Terrence Malick est un cas a part, réalisateur adulé par la critique , il prend son temps hors des modes et hors du système (six films en quatre décennies , quasiment pas d'interviews ni de photos) l'homme est rare et son oeuvre l'est tout autant.
Deja emerveillé par 'la ligne rouge ' (1998) je décidai de découvrir son premier long métrage réalisé en 1973
La balade sauvage ("badlands" pour le titre original) est un road movie totalement fascinant , le scénario est inspiré d'une histoire réelle datant de la fin des années 50
les deux personnages interprétés par Martin Sheen et Sissy Spacek sont deux anti héros du système américain ensemble ils vont sillonner les états Unis semant la mort et la peur
Attention ici pas de couple de tueurs a la Bonnie Parker and Clyde Barrow (bonnie and clyde) ni de cinglés a la Mickey and Mallory Knox (tueurs-nés) Kit et Holly n'ont rien a voir avec ce type de duos
Kit est un marginal ,un paumé rêvant de James Dean a qui il tente de s'identifier et Holly est une gamine triste qui s'ennuie et qui suivra sur les routes l'homme qui va assassiner son père. c'est elle en voix-off qui est la narratrice du film
La cavale de ces deux n'a rien de glorieux , rien d'épique , Kit tue au hasard souvent lâchement Holly le suit sans trop savoir pourquoi sans rien sembler comprendre pourtant de cette histoire pathétique Malick tire un film profondément humain et subjuguant
les paysages sont sublimes , deja la touche" 'Malick ' est présente (personne ne filme comme lui la flore ,le désert, la faune) et cette odyssée dont on devine l'issue fatale devient passionnante de par le caractère et la nature de deux protagonistes qui ne font jamais ce a quoi l'on s'attend.
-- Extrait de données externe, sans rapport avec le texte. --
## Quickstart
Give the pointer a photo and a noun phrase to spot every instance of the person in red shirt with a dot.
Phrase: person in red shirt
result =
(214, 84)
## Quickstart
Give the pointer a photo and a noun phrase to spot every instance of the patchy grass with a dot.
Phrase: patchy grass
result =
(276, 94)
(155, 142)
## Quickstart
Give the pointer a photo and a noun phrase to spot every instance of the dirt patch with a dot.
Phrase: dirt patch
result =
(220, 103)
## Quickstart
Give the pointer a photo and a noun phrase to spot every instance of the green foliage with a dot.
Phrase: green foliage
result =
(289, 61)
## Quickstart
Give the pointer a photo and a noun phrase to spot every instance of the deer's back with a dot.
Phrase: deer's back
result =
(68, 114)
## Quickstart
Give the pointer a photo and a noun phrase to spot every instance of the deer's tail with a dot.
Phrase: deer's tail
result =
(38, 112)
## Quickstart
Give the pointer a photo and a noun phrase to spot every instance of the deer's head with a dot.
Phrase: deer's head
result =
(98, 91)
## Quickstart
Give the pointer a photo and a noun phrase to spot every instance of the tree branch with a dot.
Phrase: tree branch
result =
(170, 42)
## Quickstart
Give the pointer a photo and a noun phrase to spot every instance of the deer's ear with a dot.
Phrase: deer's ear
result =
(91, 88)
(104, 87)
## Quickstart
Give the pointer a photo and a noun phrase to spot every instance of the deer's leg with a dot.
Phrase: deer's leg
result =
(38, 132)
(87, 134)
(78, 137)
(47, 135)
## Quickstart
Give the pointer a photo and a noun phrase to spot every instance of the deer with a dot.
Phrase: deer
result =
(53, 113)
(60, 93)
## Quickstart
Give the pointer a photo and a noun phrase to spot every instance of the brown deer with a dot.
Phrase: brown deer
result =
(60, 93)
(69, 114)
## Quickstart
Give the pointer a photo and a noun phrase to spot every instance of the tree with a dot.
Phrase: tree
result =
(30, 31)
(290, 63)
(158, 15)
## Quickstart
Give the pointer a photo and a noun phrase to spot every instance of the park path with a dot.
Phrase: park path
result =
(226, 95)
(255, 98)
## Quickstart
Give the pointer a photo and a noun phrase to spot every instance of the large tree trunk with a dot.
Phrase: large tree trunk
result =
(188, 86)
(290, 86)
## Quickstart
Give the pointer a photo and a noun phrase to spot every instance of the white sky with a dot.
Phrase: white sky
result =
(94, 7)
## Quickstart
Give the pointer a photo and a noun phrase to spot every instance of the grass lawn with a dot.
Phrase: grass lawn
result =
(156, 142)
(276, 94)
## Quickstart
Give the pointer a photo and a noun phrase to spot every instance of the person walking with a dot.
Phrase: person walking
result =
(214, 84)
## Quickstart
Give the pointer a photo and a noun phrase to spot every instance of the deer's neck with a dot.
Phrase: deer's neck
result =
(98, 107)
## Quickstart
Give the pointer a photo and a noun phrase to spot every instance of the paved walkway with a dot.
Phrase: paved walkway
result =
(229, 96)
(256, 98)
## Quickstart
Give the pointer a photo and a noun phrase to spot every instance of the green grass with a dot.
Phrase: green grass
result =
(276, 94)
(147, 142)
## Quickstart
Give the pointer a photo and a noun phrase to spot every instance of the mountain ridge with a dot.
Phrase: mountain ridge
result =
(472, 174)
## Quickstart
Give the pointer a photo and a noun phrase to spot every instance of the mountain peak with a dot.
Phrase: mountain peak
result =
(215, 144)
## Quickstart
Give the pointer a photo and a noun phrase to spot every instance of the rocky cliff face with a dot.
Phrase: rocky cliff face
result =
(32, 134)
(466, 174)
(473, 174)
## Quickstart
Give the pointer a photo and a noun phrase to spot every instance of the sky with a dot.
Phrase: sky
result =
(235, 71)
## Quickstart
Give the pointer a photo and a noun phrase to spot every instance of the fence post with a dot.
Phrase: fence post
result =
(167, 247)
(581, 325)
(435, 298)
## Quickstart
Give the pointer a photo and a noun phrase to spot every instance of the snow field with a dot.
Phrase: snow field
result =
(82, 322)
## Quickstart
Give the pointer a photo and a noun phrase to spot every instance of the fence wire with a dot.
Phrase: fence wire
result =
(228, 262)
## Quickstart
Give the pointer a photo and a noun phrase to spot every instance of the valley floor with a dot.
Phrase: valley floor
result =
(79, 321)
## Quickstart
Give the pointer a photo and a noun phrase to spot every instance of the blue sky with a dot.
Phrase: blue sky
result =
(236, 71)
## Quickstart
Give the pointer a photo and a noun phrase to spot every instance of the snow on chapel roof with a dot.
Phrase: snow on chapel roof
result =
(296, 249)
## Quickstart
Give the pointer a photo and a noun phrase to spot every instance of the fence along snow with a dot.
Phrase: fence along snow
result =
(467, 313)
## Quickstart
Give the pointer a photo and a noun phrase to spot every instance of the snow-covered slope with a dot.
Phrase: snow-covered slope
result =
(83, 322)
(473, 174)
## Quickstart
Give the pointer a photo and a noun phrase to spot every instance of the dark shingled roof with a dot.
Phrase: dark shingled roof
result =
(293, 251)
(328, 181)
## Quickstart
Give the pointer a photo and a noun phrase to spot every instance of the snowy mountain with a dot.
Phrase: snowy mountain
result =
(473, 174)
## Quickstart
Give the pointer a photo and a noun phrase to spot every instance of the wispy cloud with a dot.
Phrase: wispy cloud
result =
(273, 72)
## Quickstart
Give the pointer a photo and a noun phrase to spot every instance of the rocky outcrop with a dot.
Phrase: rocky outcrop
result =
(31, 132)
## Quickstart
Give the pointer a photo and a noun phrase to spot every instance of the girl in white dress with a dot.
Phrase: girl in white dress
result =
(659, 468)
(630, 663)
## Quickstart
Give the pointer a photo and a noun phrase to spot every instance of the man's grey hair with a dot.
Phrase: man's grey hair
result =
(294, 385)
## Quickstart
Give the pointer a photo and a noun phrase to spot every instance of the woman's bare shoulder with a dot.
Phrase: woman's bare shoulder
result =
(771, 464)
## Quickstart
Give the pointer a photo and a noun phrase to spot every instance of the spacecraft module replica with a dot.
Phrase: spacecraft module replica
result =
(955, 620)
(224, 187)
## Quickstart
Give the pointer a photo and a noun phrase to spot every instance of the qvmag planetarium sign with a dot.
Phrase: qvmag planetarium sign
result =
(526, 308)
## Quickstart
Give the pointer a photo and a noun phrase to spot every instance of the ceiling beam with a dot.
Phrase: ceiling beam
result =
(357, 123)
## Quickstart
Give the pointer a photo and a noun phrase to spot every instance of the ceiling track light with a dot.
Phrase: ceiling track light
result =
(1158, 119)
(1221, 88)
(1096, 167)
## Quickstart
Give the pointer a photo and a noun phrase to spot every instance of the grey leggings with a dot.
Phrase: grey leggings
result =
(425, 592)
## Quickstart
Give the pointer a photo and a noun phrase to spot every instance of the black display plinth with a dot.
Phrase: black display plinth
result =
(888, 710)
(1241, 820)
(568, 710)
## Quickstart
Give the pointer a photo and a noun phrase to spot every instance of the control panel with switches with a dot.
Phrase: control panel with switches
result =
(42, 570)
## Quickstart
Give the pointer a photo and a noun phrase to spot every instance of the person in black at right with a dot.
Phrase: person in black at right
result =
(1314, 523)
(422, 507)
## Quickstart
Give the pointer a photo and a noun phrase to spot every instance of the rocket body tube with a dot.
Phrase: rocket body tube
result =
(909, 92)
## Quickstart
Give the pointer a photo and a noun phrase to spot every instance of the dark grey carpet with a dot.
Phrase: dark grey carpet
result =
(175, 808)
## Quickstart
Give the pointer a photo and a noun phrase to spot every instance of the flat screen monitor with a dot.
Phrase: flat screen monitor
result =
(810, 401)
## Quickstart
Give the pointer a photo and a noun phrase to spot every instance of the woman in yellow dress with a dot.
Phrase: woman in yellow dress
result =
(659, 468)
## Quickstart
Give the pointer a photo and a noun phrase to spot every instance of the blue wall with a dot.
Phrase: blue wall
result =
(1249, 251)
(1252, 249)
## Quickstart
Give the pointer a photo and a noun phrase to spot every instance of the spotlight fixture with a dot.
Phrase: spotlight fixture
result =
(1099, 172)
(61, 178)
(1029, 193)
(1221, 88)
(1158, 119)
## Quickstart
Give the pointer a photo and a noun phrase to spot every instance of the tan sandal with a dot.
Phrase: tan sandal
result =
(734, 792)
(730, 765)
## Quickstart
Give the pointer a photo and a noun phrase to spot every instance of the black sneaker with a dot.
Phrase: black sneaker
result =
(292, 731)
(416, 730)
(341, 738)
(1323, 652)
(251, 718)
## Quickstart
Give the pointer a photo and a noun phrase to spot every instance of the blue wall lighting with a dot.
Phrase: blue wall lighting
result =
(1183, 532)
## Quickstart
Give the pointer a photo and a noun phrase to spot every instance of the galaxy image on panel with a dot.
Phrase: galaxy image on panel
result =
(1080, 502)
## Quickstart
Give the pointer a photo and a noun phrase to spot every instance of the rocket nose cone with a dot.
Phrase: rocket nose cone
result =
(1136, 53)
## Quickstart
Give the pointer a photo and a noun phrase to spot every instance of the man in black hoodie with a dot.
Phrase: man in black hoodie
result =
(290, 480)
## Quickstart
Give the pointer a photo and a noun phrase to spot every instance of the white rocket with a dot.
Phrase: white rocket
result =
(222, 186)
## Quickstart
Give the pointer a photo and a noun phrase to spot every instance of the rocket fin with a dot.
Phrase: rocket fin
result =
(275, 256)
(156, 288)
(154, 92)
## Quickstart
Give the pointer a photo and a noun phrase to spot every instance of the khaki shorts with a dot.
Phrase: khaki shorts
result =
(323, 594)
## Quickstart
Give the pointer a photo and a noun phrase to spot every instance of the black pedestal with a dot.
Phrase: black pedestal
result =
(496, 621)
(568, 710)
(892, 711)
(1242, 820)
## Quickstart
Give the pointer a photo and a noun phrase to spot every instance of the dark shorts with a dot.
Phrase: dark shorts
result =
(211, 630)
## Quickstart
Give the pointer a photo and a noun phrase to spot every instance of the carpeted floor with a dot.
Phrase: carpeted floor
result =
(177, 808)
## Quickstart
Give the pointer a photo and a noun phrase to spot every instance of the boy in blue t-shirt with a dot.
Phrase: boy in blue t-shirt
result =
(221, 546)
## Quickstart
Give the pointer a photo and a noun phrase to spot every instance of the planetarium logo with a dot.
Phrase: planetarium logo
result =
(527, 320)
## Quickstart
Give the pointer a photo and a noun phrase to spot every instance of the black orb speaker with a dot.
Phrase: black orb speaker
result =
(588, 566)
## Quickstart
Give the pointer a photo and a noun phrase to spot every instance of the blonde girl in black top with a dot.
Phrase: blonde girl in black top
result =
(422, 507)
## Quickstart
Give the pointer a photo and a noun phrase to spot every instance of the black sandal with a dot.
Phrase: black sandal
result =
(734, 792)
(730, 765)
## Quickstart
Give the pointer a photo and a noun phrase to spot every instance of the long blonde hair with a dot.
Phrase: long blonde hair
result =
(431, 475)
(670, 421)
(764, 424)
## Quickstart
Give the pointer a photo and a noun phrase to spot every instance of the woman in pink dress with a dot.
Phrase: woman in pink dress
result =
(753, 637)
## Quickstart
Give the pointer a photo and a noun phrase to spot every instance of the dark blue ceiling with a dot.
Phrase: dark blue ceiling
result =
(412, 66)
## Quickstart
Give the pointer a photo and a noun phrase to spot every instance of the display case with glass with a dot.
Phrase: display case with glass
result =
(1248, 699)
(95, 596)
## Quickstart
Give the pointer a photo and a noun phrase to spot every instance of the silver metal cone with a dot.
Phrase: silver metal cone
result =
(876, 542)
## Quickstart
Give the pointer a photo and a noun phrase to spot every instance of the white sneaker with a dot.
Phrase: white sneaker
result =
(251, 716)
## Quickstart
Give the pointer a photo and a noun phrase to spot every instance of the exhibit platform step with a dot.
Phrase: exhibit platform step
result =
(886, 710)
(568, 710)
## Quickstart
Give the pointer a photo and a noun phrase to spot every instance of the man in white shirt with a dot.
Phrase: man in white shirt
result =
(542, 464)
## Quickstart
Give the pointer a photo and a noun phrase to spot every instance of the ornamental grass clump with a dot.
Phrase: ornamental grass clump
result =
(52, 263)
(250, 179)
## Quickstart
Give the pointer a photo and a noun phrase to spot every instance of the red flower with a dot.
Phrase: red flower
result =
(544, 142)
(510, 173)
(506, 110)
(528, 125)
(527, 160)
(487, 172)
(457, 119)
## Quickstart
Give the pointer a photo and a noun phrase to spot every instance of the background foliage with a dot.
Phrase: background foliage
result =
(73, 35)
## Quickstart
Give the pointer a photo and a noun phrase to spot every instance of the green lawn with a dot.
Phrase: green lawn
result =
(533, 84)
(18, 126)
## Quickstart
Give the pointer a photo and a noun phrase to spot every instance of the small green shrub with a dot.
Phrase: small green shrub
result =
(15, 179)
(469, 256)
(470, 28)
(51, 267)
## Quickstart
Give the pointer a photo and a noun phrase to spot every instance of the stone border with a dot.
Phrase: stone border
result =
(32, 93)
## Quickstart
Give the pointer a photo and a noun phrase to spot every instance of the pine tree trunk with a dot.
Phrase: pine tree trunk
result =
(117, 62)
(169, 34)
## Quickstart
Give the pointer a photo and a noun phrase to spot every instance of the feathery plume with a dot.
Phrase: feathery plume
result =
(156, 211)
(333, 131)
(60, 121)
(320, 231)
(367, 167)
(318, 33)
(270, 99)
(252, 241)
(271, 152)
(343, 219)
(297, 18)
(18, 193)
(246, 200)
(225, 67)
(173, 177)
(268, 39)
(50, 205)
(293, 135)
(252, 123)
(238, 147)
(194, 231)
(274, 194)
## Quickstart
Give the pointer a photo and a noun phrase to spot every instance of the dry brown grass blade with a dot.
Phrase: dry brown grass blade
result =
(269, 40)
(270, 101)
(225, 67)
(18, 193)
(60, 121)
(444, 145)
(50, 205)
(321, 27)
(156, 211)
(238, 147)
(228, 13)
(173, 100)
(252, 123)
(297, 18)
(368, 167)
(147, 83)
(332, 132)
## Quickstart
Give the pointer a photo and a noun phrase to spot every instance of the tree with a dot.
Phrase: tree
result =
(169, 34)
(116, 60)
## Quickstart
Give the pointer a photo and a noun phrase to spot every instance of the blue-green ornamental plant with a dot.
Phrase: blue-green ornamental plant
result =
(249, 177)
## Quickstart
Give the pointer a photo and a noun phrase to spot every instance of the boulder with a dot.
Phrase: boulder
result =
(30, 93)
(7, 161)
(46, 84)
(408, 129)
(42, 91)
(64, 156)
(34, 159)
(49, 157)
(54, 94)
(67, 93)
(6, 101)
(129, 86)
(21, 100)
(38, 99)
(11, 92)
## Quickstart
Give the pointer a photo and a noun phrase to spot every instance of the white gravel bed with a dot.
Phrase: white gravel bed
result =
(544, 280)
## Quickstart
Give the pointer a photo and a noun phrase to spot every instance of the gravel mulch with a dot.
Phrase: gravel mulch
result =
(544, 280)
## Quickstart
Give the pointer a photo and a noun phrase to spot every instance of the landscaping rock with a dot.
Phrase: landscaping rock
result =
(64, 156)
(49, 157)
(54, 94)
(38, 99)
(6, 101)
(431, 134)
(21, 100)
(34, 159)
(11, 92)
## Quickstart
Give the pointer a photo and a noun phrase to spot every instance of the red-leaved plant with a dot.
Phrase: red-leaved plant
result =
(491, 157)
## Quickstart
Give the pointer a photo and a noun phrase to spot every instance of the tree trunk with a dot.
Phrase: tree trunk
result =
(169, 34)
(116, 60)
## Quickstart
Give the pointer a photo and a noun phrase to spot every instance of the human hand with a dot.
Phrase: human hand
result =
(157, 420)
Martin Sheen obtient ici l'un des plus grands rôles de sa carrière (avec celui du capitaine Willard d'Apocalypse now en 1979) tandis que Sissy Spacek agée de 24 ans et qui ici en parait 16 ans joue sur la fragilité excessive de son personnage.
comme Martin Scorsese réalisateur trentenaire revelé en 1972 avec un premier film référence "Mean streets" Terrence Malick autre trentenaire surdoué s'impose d'emblée parmi les grands du cinéma US , si le premier sera prolifique alternant chefs d'oeuvres et films a demi ou totalement ratés , le second lui sera économe , patient et nous régalera a son rythme il sera en 2011 récompensé par la palme d'or avec 'Tree of life "
16:04 Publié dans cinéma | Lien permanent | Commentaires (0)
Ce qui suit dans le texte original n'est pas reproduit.